La McCleave Gallery of Fine Art est une gallerie d’art indépendante, à but non lucratif, qui est peut être visitée sur rendez-vous ou par chance, d’une valise qui est trimballée pendant les heures d’ouverture normales par le préposé de la gallerie. Elle fut l’hôte de nombreuses expositions à Halifax, Nouvelle-Écosse et à Guelph, Ontario. Elle se déplaça aussi pour fin d’expositions dans des villes voisines comme Kitchener, Toronto et Dundas en Ontario. La Gallerie McCleave est un espace d’exposition versatile et accessible qui peut facilement se déplacer dans des communautés qui n’offrent pas d’espace ou d’opportunités d’exposition.

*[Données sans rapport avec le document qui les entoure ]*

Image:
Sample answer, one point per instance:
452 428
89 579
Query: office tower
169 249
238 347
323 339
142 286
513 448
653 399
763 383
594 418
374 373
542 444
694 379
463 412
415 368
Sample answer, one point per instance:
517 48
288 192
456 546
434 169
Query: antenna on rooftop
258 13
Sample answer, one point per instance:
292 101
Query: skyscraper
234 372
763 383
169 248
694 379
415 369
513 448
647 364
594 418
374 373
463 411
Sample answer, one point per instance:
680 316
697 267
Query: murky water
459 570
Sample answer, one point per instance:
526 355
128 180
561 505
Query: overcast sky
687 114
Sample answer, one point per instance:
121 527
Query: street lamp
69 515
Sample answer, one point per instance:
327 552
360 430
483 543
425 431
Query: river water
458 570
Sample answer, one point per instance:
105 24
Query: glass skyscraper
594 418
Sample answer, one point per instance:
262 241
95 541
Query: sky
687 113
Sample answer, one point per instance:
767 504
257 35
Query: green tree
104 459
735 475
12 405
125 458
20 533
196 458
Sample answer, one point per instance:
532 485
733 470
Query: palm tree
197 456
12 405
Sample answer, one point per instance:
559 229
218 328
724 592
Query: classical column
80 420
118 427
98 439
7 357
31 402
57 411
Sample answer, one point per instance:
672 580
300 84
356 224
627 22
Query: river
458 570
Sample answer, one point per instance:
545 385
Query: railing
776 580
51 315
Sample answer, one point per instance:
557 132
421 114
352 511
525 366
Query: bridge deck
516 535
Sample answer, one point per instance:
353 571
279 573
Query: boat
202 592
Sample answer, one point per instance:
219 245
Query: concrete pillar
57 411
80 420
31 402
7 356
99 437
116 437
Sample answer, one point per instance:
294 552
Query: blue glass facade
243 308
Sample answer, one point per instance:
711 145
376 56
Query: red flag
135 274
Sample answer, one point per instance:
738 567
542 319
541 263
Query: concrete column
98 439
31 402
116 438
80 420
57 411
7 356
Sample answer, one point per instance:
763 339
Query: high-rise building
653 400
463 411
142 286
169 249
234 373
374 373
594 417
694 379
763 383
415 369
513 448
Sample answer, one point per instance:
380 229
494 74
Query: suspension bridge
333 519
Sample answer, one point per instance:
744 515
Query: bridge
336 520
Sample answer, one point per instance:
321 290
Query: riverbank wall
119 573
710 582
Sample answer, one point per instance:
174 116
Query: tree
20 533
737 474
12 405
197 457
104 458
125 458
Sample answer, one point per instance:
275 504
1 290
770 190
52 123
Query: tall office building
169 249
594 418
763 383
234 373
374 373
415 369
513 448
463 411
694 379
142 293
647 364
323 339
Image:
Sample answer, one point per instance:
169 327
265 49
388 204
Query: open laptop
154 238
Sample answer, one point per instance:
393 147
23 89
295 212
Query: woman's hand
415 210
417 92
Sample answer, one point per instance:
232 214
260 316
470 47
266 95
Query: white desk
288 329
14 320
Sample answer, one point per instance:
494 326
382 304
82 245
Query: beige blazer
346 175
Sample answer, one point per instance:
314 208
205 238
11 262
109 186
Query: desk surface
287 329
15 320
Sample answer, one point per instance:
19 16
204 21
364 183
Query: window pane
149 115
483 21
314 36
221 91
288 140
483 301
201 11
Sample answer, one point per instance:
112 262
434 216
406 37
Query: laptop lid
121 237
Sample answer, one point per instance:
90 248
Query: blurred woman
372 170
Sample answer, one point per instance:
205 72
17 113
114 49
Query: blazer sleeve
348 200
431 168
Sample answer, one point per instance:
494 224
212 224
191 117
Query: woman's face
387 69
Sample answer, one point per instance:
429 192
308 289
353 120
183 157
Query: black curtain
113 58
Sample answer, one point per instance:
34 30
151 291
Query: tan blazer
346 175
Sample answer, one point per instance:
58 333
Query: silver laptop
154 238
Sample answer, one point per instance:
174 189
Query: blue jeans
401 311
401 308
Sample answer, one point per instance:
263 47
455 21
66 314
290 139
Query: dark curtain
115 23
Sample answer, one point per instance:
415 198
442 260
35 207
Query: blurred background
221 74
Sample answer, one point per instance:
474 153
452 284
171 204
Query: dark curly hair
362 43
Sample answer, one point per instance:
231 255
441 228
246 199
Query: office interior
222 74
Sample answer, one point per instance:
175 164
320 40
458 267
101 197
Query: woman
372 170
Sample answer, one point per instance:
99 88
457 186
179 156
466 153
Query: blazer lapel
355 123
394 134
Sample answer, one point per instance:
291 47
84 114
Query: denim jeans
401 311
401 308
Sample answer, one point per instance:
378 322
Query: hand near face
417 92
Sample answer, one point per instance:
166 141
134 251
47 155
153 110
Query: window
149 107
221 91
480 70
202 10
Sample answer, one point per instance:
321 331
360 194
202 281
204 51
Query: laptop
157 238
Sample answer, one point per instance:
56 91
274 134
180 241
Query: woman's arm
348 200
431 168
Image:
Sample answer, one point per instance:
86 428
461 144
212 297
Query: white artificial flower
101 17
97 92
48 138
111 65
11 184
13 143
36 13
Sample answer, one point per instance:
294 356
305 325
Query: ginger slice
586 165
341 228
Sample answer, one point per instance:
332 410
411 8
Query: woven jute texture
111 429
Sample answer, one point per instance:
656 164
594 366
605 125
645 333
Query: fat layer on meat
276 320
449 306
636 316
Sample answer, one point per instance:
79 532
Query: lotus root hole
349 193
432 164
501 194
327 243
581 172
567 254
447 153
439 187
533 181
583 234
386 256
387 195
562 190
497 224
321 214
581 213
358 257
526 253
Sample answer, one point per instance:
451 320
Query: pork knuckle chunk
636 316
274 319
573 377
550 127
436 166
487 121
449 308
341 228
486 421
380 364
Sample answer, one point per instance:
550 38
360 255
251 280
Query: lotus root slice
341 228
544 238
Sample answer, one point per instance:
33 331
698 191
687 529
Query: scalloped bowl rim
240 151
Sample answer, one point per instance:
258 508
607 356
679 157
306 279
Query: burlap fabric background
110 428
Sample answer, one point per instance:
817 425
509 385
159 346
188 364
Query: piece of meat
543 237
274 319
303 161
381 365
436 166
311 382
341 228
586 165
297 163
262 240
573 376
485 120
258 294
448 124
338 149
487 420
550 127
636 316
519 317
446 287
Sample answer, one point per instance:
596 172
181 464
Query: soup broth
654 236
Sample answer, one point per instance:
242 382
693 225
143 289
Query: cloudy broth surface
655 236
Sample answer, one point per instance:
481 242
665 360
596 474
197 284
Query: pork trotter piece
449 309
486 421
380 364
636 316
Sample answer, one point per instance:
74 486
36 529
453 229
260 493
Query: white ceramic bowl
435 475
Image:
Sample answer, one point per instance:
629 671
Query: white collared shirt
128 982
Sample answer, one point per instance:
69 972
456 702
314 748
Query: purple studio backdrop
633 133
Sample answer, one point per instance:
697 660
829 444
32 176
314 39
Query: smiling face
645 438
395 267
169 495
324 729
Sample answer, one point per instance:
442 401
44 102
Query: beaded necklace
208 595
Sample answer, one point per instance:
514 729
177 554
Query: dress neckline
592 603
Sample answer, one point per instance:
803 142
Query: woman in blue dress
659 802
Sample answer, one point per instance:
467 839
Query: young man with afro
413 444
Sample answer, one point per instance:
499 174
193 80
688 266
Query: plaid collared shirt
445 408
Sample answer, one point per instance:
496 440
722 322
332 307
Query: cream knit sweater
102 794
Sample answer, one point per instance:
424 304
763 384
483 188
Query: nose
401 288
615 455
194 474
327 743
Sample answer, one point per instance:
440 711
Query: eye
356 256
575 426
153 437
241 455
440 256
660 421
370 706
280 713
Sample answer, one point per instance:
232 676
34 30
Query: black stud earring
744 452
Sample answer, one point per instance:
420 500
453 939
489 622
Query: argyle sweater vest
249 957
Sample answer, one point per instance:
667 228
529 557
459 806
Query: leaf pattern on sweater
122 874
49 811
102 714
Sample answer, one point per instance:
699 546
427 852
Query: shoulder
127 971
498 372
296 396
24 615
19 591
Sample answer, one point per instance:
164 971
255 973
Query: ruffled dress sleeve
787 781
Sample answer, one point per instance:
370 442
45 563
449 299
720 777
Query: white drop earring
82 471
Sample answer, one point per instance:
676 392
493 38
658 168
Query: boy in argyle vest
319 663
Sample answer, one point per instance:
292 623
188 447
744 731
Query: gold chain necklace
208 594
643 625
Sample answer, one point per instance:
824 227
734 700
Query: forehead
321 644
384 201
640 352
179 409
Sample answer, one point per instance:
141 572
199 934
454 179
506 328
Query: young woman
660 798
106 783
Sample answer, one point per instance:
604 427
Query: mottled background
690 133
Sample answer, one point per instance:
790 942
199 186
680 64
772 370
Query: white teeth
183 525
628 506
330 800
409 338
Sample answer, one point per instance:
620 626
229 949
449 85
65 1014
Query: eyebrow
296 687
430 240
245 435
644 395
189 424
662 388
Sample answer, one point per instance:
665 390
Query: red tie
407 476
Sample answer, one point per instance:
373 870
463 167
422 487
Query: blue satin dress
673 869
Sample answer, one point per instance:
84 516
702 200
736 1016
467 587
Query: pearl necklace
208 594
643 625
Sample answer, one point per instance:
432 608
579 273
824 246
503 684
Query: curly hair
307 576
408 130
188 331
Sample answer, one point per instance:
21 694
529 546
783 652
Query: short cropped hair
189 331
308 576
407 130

La gallerie est l’hôte d’expositions d’artistes émergents ainsi que d’artistes établis et met au défi les artistes à considérer les aspects communauté et mobilité ainsi que les frontières entre l’art et l’institiution et les espaces « publics » et « privés ».

La McCleave Gallery of Fine Art est un projet de performance qui consiste d’une galerie portable dans une valise. The McCleave Gallery a été établi par Michael McCormack après la chute du Nova Scotia Arts Council en 2002. Son mandat original était de fournir une espace pour des expositions par les artistes émergentes, à une époque où les opportunités pour ces artistes étaient en train de devenir de plus en plus rares. Pendant le vingtième siècle, la valise est devenue presque le symbole de l’intervention artistique hors de l’institution, avec son usage historique par Dada puis par Fluxus, et son usage actuel dans des projets comme la station de radio pirate de Germaine Koh. L’idée de la galerie portable à été interprété par les artistes contemporaines au Canada, comme Luis Jacob avec son Gallery Largeness, et à l’étranger, avec les projets comme une galerie dans un sac à dos en Japon, et une autre exposition portable dans une valise en Nouvelle Zetland. Parmi ces projets, la McCleave Gallery est unique grâce à son échelle géographique et temporel très grand et ambitieux, ce qui la permit de toucher un public très grand et diverse, en même temps que sa technique de dissémination est très personnelle. Elle est aussi différent en ce qu’elle engage directement avec les questions de l’identité canadienne, nourrissant une vision « postmoderne utopique » de notre identité nationale, dans laquelle la différence régionale est reconnue et épousée, et la variation est vue comme la basé pour la collaboration dynamique et l’instruction mutuelle.